# Intro

State-of-the-art machine learning models are prone to adversarial attacks: maliciously crafted inputs to fool the model into making a wrong prediction, often with high confidence. While defense strategies have been extensively explored in the computer vision domain, research in natural language processing still lacks techniques to make models resilient to adversarial text inputs. We propose an adversarial detector leveraging Shapley additive explanations against text attacks. Our approach outperforms the current state of the art by around 15% F1-score on the IMDB 94% and SST2 77% datasets while showing also competitive performance on AG_News and Yelp_Polarity. Furthermore, we prove the detector to only require a low amount of training samples and, in some cases, to generalize to different datasets without needing to retrain.

# Data
Precomputed SHAP signatures for all four datasets are provided on [Dropbox]( https://us02web.zoom.us/j/6276938547?pwd=TjJLM1pGQlZpK3hwakQrRTRCVVRMZz09). Download and place the content of the archive in the `data` folder.

# Required Python packages

In this project we used python 3.7. All the necessary dependencies are specified in the `env.yaml` file.
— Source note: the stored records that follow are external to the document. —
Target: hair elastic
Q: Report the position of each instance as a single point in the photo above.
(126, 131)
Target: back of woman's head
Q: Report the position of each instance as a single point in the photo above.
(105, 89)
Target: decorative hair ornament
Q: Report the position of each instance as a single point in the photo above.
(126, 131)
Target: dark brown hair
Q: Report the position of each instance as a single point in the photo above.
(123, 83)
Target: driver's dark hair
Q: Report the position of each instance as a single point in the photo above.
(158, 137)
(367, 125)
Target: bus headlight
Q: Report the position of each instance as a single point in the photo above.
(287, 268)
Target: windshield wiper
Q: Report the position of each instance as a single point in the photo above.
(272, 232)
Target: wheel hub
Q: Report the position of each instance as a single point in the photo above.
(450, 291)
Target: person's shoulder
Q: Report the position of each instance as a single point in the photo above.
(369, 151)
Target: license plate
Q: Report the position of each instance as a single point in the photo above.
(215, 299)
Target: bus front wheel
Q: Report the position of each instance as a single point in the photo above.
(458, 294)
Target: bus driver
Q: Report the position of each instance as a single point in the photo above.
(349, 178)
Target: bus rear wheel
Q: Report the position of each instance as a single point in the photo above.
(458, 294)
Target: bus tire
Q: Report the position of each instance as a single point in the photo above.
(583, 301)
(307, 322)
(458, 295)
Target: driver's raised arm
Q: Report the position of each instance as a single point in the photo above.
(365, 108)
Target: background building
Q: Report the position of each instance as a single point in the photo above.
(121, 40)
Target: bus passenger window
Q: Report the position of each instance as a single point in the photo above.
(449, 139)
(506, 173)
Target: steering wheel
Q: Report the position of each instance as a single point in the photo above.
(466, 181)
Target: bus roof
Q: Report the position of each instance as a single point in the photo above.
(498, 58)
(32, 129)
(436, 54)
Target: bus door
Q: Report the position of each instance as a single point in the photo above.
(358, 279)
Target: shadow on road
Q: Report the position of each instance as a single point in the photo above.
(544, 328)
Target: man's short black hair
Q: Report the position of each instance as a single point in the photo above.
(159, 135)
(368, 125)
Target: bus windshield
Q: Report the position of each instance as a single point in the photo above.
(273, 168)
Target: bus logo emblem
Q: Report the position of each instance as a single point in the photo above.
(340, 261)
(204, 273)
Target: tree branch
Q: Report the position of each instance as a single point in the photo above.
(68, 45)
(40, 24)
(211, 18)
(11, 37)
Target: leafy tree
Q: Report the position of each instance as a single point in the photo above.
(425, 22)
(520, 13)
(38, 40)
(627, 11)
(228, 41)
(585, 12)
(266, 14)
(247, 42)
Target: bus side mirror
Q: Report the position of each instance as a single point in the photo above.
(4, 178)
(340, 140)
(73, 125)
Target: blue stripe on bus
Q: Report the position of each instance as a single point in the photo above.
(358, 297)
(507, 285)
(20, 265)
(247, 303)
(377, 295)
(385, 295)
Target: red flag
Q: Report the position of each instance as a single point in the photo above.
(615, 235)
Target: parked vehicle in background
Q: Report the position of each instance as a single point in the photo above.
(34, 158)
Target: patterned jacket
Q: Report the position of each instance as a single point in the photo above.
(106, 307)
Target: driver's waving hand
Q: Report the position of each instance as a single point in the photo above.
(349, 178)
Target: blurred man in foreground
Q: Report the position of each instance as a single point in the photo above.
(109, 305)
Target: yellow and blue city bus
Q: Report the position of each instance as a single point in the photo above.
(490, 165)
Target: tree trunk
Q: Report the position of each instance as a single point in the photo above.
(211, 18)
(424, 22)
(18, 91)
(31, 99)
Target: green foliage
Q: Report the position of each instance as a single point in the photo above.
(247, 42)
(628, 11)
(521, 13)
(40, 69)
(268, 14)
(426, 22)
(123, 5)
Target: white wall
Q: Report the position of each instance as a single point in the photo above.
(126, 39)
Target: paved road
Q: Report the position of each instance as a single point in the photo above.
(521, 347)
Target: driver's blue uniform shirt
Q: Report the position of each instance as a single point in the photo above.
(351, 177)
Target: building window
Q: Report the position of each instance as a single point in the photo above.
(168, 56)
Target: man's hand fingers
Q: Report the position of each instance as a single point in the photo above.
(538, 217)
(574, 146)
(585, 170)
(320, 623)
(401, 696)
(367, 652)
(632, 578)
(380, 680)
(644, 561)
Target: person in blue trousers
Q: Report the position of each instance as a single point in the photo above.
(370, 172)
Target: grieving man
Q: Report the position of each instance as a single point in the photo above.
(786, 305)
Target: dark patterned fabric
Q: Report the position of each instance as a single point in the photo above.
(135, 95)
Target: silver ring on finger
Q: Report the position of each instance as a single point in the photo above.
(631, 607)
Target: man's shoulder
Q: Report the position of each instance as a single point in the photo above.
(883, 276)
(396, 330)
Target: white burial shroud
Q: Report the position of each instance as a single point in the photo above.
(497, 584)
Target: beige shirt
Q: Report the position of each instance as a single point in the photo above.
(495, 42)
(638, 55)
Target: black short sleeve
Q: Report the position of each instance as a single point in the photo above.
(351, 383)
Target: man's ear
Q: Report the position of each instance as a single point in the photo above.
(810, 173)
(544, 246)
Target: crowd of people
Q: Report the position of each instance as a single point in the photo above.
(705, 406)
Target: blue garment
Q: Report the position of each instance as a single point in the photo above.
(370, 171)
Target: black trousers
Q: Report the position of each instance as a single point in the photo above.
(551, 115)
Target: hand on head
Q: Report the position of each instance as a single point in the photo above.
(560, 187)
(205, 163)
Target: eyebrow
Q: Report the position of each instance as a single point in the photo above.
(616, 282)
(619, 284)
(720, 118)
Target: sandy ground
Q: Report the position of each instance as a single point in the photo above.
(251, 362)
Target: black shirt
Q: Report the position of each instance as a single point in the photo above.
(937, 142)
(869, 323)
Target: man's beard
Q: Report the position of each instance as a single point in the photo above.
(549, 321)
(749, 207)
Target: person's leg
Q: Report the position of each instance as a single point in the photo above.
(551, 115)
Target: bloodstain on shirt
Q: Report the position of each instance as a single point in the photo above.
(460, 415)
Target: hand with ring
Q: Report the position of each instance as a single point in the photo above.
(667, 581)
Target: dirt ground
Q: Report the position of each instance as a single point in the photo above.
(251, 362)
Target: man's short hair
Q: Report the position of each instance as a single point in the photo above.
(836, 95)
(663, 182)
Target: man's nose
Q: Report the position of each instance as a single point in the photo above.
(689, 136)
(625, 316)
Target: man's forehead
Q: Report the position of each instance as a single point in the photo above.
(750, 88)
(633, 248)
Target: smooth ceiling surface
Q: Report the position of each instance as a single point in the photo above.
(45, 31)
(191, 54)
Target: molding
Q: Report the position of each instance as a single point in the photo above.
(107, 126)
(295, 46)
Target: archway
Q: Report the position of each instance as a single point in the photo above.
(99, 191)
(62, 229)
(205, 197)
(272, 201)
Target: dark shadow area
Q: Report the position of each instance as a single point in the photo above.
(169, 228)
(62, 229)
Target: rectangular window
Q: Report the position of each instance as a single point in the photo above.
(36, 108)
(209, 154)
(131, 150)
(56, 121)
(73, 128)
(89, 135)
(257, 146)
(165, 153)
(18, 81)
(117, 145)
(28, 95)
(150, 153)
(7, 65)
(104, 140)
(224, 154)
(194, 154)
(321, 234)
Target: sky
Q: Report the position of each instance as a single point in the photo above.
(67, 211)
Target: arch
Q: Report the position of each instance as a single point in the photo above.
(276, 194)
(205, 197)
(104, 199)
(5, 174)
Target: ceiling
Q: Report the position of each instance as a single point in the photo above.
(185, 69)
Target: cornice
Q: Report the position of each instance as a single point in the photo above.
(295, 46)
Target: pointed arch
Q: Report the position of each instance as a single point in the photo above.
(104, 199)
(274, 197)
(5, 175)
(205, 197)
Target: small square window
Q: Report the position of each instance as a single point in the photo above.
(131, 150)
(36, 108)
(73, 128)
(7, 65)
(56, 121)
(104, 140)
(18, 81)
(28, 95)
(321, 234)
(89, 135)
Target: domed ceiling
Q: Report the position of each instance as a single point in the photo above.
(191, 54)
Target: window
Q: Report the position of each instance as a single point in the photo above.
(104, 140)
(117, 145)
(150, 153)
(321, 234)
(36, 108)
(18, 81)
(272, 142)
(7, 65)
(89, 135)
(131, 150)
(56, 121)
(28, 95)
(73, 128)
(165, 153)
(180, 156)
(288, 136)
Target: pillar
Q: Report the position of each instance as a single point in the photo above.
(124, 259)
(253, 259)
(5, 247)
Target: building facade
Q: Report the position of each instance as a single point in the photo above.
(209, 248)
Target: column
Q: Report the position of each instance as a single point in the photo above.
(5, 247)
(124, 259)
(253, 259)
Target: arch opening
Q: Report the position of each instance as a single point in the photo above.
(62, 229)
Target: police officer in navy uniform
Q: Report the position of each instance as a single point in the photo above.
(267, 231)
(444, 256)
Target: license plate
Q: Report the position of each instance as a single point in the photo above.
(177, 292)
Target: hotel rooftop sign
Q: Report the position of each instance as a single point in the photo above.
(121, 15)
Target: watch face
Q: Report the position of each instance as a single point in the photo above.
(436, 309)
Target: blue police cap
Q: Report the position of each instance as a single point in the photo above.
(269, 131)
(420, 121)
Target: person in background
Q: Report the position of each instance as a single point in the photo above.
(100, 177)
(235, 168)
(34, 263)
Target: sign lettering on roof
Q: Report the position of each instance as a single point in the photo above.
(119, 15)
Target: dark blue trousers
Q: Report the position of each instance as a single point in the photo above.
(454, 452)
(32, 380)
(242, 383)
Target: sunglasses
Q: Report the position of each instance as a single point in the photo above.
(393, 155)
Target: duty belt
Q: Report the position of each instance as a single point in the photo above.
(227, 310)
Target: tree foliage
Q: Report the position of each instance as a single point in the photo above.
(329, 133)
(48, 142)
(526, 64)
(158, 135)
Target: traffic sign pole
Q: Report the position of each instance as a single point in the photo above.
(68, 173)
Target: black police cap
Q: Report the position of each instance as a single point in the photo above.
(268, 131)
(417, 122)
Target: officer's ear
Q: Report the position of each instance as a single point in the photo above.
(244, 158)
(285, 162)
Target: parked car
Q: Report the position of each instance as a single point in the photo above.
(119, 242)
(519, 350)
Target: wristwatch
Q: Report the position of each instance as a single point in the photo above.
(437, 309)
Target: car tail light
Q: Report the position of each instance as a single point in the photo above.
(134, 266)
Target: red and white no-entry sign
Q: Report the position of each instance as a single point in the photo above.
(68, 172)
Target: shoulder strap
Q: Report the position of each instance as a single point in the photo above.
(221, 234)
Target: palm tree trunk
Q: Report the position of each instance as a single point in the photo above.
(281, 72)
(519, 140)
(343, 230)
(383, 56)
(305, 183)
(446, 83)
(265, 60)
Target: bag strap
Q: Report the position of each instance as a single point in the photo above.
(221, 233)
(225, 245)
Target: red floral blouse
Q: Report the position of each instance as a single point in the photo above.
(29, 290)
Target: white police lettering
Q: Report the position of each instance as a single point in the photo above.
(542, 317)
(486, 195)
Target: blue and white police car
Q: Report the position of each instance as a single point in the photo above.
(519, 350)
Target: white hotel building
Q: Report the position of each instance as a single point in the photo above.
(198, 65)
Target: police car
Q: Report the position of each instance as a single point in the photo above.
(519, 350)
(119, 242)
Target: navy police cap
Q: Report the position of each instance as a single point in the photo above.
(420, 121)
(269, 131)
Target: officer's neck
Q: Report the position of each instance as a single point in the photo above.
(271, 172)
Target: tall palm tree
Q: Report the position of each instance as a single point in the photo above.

To create a new conda environment simply run `conda env create -f env.yaml`.
Alternatively, all packages can also be installed manually:

`jupyter`
`shap=0.39.0`
`tensorflow-gpu=2.4.1`
`matplotlib`
`numpy=1.19.5`
`seaborn`
`datasets=1.4.0`
`textattack=0.2.15`

# Usage

To reproduce the results of the paper, simply run the `SHAP_Detector` notebook. It will automatically download all precomputed SHAP signatures for the IMDB, AG_News, Yelp_Polarity and SST2 dataset. To create new SHAP signatures, use one of the other notebooks.